The establishment survey pointed to a gain of 155,000 in payrolls. That was down notably from a solid gain in October (+250,000 jobs ADDED.) The unemployment rate remained the same at 3.7 percent.

Meanwhile, the household survey – which better captures startup and small business activity – estimated the jobs gain at a more respectable 233,000. Both the labor force participation rate (62.9 percent) and the employment-population ratio (60.6 percent) remained unchanged in November after each improved in October.

What’s troubling is continued under-performance in terms of a key measure of entrepreneurial activity, that is, self-employment.

Specifically, unincorporated self-employed (seasonally adjusted) came in at 9.643 million in November, which was down for the second consecutive month, and off from 9.793 million in March. It also was down versus a year earlier (9.713 million in November 2017).

Meanwhile, incorporated self-employed data is not seasonally adjusted, so the numbers have to be compared to the same time last year. In November 2018, there were 6.226 million incorporated self-employed, which was up versus 6.021 million in November last year. However, that was the first month since March 2018 where incorporated self-employed was above last year.
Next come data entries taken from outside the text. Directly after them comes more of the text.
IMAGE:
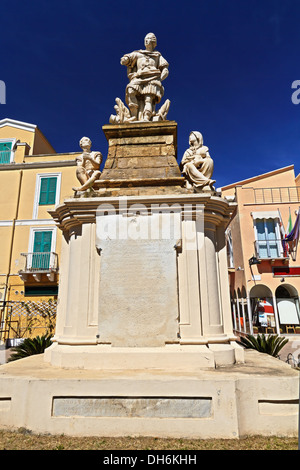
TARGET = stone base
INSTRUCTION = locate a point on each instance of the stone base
(259, 397)
(105, 357)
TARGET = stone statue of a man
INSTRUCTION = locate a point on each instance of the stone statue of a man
(88, 165)
(146, 69)
(197, 165)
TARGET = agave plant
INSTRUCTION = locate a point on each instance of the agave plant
(31, 346)
(268, 344)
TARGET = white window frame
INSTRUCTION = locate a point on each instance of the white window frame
(32, 233)
(39, 177)
(13, 148)
(277, 239)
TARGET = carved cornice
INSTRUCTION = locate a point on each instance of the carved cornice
(77, 211)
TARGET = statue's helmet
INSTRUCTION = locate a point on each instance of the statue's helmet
(152, 37)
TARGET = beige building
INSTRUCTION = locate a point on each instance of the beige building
(264, 274)
(33, 179)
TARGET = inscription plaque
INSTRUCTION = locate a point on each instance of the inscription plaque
(138, 303)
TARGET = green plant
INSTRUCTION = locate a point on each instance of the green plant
(268, 344)
(30, 346)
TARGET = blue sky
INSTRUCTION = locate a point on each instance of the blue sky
(232, 65)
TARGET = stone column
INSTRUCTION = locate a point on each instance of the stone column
(78, 291)
(210, 295)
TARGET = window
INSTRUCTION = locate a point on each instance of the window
(268, 242)
(48, 191)
(41, 250)
(7, 151)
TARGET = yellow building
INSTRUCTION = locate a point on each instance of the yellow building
(33, 179)
(264, 275)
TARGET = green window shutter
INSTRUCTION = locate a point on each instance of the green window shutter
(48, 191)
(42, 241)
(5, 152)
(41, 245)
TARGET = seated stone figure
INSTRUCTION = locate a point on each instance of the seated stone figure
(88, 165)
(145, 69)
(197, 165)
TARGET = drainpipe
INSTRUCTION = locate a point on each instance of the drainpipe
(3, 316)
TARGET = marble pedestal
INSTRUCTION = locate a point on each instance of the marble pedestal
(144, 282)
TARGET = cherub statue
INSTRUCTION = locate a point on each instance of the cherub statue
(88, 165)
(146, 69)
(197, 165)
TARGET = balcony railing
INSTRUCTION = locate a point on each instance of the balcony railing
(276, 195)
(40, 262)
(5, 156)
(271, 249)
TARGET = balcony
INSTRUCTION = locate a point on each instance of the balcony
(272, 249)
(5, 156)
(37, 264)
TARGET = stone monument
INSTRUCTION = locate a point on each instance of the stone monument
(144, 343)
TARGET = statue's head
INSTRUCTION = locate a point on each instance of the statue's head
(196, 139)
(85, 143)
(150, 41)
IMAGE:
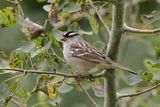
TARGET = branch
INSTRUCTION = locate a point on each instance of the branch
(139, 93)
(87, 94)
(110, 97)
(135, 30)
(54, 73)
(99, 16)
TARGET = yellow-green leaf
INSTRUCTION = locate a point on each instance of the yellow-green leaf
(94, 24)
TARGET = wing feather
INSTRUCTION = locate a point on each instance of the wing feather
(86, 51)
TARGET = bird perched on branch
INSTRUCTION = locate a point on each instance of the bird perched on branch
(85, 57)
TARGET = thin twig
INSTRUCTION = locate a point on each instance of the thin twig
(141, 92)
(87, 94)
(53, 73)
(135, 30)
(100, 17)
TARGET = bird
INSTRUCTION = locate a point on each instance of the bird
(86, 58)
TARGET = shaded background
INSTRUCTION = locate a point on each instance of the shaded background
(134, 49)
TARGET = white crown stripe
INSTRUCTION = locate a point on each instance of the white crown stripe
(72, 34)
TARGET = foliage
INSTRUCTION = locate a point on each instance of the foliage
(40, 50)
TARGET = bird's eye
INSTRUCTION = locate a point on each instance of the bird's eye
(70, 34)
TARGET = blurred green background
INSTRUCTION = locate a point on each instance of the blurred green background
(134, 49)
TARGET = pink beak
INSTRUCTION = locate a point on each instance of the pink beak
(63, 39)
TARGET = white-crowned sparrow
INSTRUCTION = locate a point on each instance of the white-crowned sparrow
(85, 57)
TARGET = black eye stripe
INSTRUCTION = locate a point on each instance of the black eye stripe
(70, 34)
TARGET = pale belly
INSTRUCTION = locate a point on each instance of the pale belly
(80, 65)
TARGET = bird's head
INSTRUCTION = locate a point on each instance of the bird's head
(70, 36)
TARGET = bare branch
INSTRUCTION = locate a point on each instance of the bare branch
(135, 30)
(87, 94)
(100, 17)
(54, 73)
(139, 93)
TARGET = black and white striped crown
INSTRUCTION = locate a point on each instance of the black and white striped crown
(70, 34)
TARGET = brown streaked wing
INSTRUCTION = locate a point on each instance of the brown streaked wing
(86, 51)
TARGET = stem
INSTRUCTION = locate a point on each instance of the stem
(141, 92)
(135, 30)
(110, 98)
(52, 73)
(87, 94)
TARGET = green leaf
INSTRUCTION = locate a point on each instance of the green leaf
(64, 88)
(20, 92)
(147, 76)
(41, 1)
(133, 80)
(72, 7)
(149, 19)
(94, 24)
(157, 50)
(27, 46)
(7, 16)
(40, 50)
(73, 27)
(156, 66)
(4, 91)
(148, 63)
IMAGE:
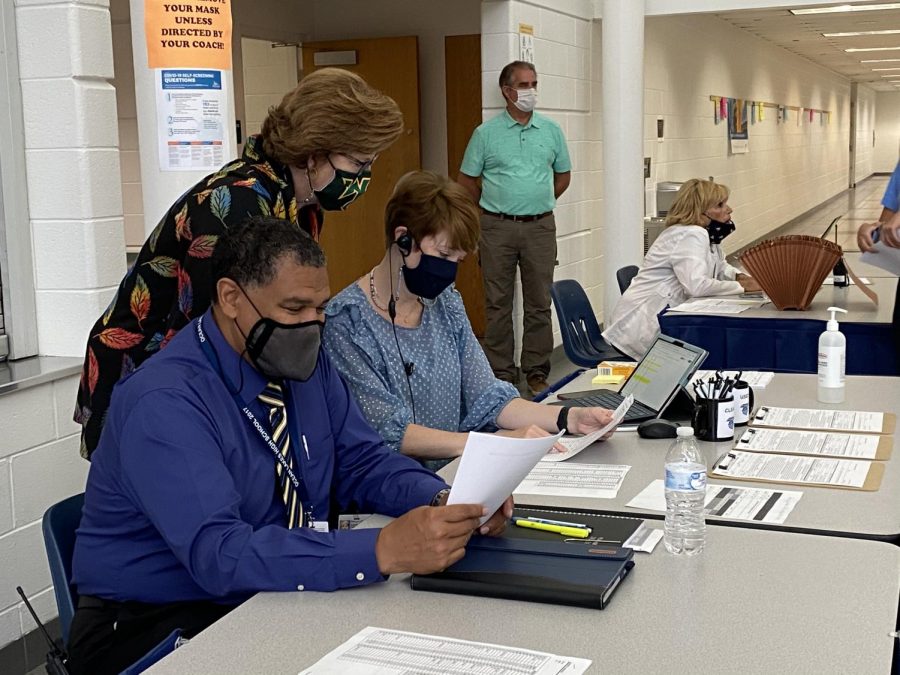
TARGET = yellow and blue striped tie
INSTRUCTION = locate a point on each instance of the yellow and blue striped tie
(272, 397)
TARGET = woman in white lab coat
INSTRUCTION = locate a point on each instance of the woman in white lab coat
(686, 261)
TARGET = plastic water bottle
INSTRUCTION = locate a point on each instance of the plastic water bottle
(685, 530)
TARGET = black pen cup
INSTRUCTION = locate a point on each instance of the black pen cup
(743, 403)
(714, 419)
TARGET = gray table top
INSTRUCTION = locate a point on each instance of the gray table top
(862, 269)
(821, 510)
(752, 602)
(859, 308)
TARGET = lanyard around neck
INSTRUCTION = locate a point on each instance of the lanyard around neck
(213, 359)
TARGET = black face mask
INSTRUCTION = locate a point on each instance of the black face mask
(431, 276)
(283, 351)
(718, 230)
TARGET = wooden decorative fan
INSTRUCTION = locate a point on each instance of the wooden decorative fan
(791, 269)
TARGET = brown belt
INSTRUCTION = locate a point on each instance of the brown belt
(517, 219)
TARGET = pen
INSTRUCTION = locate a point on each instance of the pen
(579, 532)
(557, 522)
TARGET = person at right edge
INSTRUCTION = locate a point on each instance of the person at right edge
(889, 232)
(524, 165)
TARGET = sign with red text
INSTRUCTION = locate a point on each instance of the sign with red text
(194, 34)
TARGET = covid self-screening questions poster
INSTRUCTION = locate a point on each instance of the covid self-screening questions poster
(189, 48)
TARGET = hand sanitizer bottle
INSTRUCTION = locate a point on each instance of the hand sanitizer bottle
(832, 361)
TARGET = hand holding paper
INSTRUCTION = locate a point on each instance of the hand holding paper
(575, 444)
(492, 466)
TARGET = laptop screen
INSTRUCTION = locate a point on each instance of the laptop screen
(667, 365)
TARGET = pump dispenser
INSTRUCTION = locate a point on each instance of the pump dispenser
(832, 361)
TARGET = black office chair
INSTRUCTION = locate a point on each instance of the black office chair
(581, 335)
(624, 275)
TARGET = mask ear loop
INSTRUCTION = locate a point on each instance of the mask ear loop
(392, 312)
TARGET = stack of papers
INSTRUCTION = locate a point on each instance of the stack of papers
(575, 444)
(593, 481)
(727, 305)
(739, 503)
(380, 651)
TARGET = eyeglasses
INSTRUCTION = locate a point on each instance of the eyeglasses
(362, 166)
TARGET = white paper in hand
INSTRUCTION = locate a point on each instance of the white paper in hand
(575, 444)
(492, 466)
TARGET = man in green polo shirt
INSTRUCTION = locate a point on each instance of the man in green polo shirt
(524, 166)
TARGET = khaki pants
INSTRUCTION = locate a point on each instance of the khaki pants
(504, 245)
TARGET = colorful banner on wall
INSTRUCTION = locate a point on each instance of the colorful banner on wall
(193, 34)
(191, 109)
(737, 126)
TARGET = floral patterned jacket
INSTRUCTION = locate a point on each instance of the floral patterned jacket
(170, 283)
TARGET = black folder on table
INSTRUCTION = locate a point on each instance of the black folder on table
(551, 570)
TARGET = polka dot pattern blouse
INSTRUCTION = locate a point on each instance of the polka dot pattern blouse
(453, 387)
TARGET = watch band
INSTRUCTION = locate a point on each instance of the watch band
(562, 421)
(436, 500)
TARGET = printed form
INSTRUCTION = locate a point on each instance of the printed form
(600, 481)
(810, 418)
(575, 444)
(379, 651)
(859, 446)
(794, 469)
(737, 503)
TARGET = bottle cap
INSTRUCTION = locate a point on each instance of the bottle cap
(832, 322)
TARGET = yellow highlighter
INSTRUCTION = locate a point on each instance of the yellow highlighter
(578, 532)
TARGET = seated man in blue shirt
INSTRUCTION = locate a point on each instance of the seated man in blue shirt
(225, 458)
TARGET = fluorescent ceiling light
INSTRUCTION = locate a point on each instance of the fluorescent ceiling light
(863, 32)
(846, 8)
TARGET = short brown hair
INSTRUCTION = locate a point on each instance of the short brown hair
(330, 110)
(428, 204)
(694, 198)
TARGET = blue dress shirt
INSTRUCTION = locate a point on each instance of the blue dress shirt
(181, 503)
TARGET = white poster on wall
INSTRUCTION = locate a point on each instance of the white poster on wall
(191, 110)
(526, 42)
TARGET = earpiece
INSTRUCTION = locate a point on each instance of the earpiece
(404, 243)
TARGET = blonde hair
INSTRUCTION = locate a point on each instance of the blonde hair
(694, 198)
(428, 204)
(330, 110)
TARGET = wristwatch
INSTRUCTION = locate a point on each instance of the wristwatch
(563, 420)
(436, 501)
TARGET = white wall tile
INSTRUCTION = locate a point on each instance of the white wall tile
(68, 113)
(24, 563)
(10, 626)
(64, 392)
(98, 246)
(65, 319)
(24, 414)
(6, 519)
(44, 475)
(64, 40)
(95, 194)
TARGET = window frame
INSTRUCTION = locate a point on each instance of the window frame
(16, 253)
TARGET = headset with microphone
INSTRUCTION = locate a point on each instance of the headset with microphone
(404, 244)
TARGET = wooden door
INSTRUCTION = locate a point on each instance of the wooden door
(462, 65)
(354, 239)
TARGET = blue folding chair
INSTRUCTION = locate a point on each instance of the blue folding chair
(582, 341)
(59, 525)
(624, 275)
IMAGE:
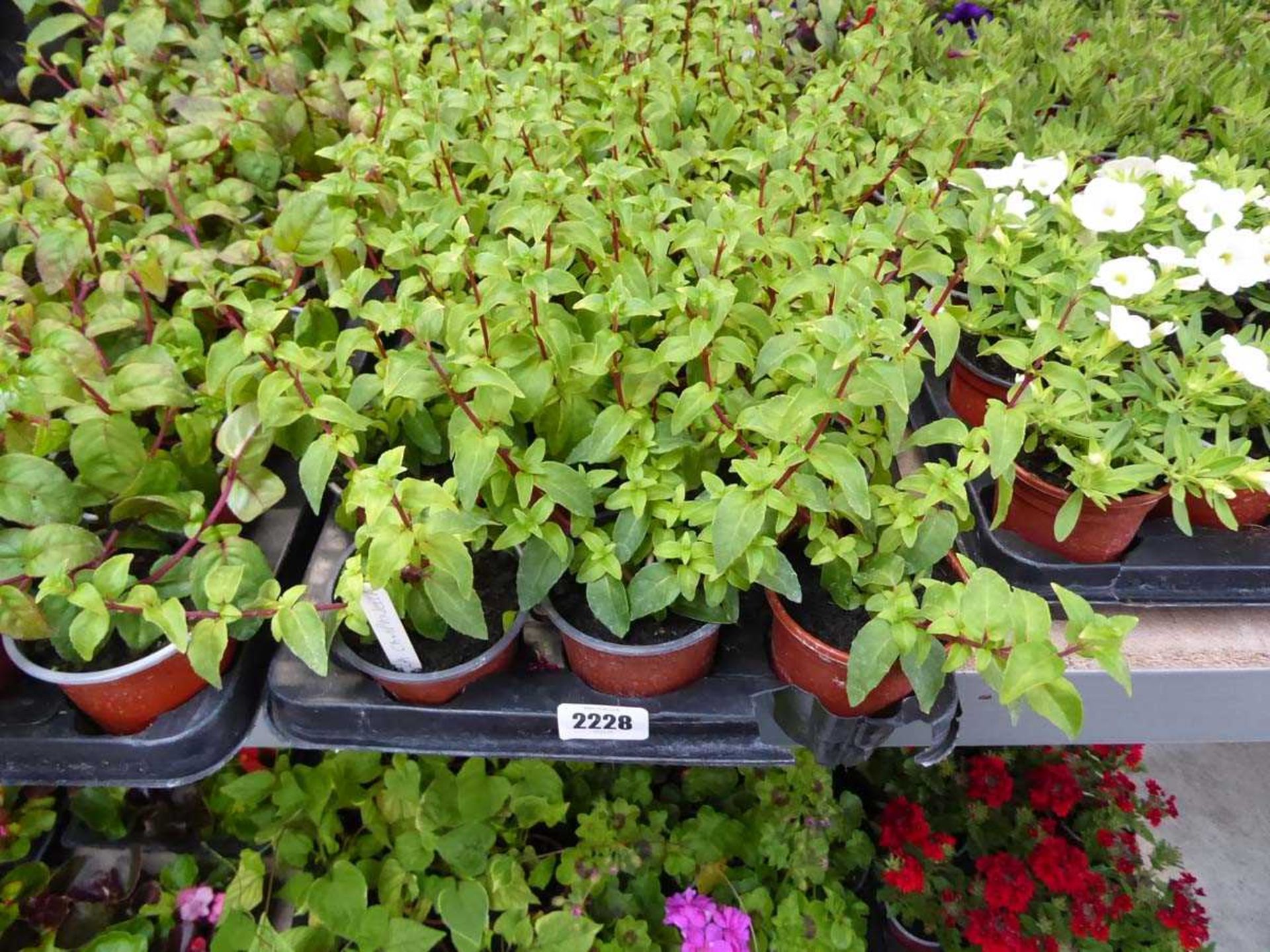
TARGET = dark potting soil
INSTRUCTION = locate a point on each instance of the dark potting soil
(570, 600)
(990, 365)
(494, 578)
(818, 614)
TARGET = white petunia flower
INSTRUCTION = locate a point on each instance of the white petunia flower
(1006, 177)
(1016, 205)
(1232, 259)
(1126, 327)
(1169, 257)
(1128, 169)
(1107, 205)
(1175, 171)
(1126, 277)
(1046, 175)
(1248, 361)
(1206, 201)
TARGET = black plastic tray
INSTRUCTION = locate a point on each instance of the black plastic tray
(515, 714)
(45, 739)
(1164, 568)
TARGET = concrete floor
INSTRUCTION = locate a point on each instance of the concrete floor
(1223, 796)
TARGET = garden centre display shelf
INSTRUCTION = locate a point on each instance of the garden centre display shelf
(515, 714)
(1162, 568)
(44, 739)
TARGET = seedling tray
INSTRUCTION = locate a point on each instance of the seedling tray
(515, 714)
(45, 739)
(1162, 568)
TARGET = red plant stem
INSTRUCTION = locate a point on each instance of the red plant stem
(529, 150)
(1032, 374)
(821, 426)
(200, 615)
(920, 331)
(960, 147)
(97, 397)
(163, 432)
(210, 520)
(145, 306)
(720, 414)
(534, 317)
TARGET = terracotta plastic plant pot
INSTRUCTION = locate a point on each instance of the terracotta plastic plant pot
(636, 670)
(444, 686)
(127, 698)
(1250, 508)
(970, 389)
(1100, 535)
(804, 660)
(901, 939)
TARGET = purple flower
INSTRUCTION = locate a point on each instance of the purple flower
(968, 15)
(706, 926)
(196, 904)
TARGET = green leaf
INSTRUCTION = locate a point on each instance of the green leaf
(461, 608)
(1006, 430)
(926, 676)
(56, 547)
(144, 30)
(54, 28)
(34, 492)
(738, 521)
(108, 452)
(607, 601)
(247, 889)
(339, 898)
(409, 936)
(873, 654)
(1058, 702)
(1068, 514)
(305, 229)
(254, 493)
(601, 444)
(316, 467)
(564, 932)
(539, 571)
(206, 649)
(841, 465)
(935, 537)
(302, 629)
(1031, 664)
(464, 909)
(567, 487)
(653, 589)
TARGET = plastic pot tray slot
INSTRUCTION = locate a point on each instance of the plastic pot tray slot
(790, 715)
(44, 739)
(1162, 568)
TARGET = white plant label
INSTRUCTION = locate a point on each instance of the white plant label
(389, 630)
(601, 723)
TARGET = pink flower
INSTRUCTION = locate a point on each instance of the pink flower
(198, 904)
(706, 926)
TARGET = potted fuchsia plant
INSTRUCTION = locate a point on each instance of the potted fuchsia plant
(1032, 850)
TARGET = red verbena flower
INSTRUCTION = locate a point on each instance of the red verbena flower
(990, 781)
(908, 876)
(1006, 884)
(1185, 917)
(902, 822)
(1060, 865)
(1054, 787)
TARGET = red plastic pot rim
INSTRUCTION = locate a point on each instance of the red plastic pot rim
(349, 658)
(611, 648)
(1058, 494)
(85, 678)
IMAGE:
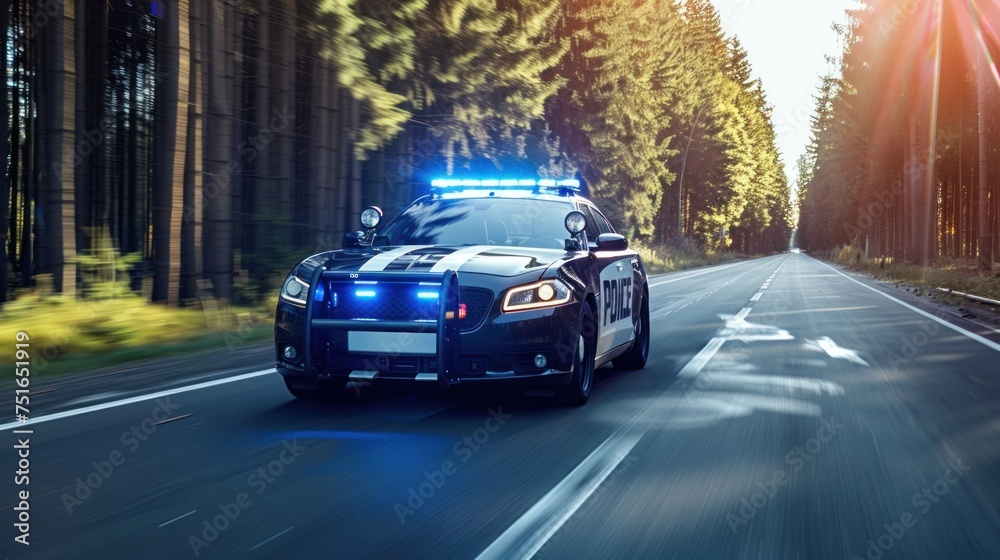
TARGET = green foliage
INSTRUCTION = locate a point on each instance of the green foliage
(372, 45)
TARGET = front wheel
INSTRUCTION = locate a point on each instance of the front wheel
(578, 390)
(312, 390)
(636, 357)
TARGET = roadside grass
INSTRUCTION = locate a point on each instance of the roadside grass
(961, 275)
(69, 334)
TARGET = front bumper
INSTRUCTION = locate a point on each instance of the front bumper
(502, 348)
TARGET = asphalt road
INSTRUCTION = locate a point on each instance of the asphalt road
(787, 411)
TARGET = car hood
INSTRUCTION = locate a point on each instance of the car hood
(480, 259)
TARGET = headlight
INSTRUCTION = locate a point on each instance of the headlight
(547, 293)
(294, 291)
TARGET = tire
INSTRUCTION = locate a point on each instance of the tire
(636, 357)
(310, 390)
(582, 382)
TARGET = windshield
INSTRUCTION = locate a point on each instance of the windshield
(481, 221)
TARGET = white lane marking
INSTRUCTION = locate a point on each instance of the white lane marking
(458, 258)
(256, 546)
(92, 398)
(693, 275)
(530, 532)
(382, 260)
(829, 347)
(176, 519)
(702, 358)
(174, 419)
(132, 400)
(984, 341)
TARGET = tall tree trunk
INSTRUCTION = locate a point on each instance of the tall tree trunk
(218, 194)
(261, 197)
(173, 58)
(5, 142)
(191, 224)
(279, 130)
(57, 188)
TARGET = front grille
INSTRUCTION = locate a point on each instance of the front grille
(379, 302)
(388, 301)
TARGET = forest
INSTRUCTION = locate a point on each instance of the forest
(905, 154)
(208, 145)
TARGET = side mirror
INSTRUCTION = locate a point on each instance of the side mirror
(611, 242)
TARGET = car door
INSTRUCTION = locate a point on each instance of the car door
(615, 298)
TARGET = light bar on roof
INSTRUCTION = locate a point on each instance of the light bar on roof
(490, 183)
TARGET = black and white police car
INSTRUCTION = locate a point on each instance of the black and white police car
(484, 280)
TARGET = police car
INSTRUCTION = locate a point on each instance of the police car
(483, 280)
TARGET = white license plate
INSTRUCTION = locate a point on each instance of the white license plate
(396, 344)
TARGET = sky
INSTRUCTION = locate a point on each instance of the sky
(787, 42)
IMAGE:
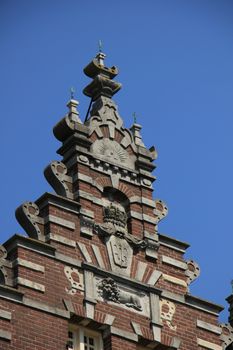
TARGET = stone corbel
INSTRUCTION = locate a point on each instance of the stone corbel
(28, 217)
(55, 174)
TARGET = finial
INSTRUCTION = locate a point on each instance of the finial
(72, 91)
(100, 45)
(134, 118)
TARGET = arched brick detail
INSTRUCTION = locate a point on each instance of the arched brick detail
(126, 190)
(102, 182)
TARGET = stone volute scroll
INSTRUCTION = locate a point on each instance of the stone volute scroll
(28, 217)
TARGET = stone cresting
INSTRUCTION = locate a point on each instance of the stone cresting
(95, 261)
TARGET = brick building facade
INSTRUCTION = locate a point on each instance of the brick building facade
(94, 273)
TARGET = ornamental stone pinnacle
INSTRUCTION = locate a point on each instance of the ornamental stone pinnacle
(102, 84)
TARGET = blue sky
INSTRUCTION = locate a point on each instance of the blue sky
(175, 60)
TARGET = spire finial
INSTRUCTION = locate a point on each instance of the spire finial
(72, 91)
(134, 118)
(100, 43)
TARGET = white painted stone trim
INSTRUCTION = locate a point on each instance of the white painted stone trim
(208, 345)
(174, 280)
(124, 334)
(87, 212)
(60, 239)
(30, 284)
(98, 256)
(141, 268)
(136, 328)
(5, 334)
(6, 315)
(28, 264)
(154, 277)
(174, 262)
(149, 219)
(82, 177)
(136, 215)
(60, 221)
(84, 252)
(209, 327)
(109, 319)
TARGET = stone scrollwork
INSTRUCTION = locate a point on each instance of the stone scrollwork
(75, 278)
(167, 311)
(55, 174)
(193, 271)
(27, 215)
(110, 291)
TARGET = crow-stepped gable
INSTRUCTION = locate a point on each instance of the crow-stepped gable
(94, 272)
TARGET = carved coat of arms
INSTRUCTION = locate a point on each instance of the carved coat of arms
(120, 251)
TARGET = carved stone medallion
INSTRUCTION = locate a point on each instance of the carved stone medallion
(120, 255)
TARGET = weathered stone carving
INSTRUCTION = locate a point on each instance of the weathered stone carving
(120, 252)
(161, 210)
(167, 311)
(115, 222)
(193, 271)
(109, 290)
(55, 174)
(75, 278)
(27, 215)
(111, 151)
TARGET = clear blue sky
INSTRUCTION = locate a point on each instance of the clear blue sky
(175, 59)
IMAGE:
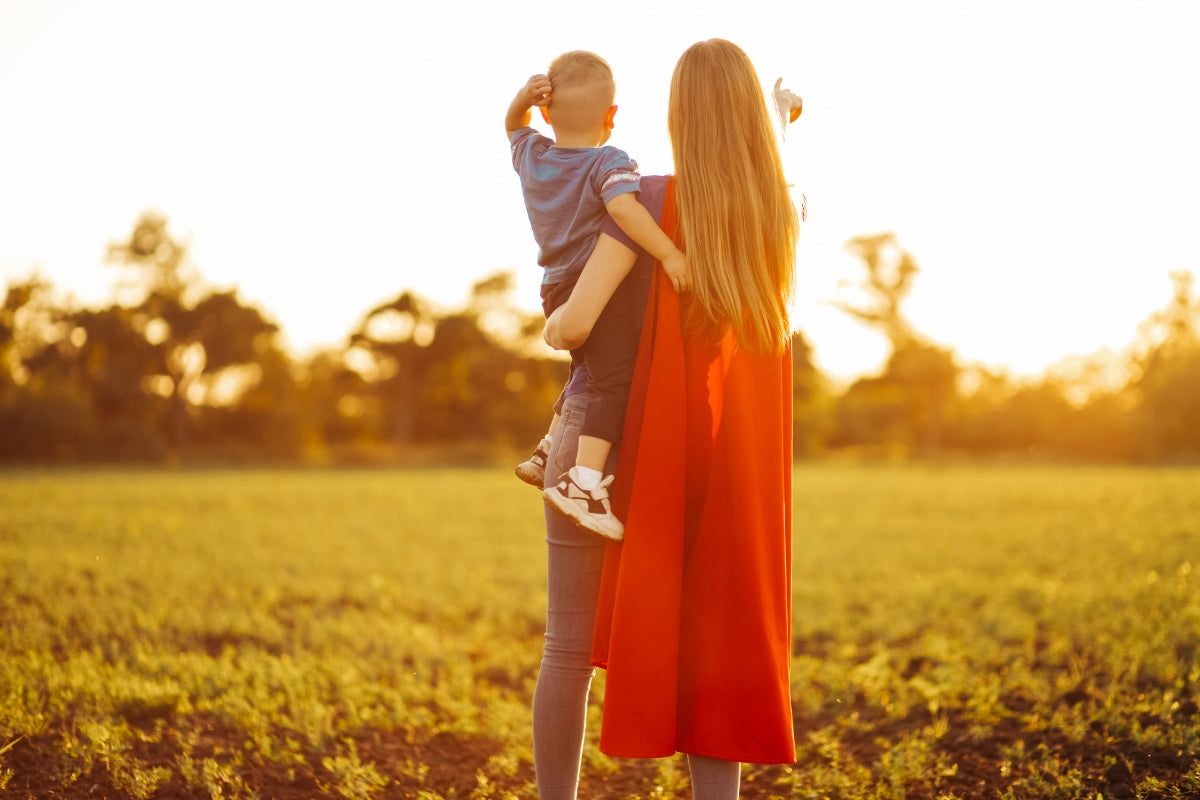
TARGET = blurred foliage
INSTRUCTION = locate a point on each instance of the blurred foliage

Over the longer haul, when combining unincorporated and incorporated self-employed, the totals are still down versus levels registered before the last recession. So, there’s been no growth – in fact, a slight decline – in self-employment for at least a dozen years. That remains deeply troubling for the state of entrepreneurship, and current and future economic growth.


Raymond J. Keating is chief economist for the Small Business & Entrepreneurship Council.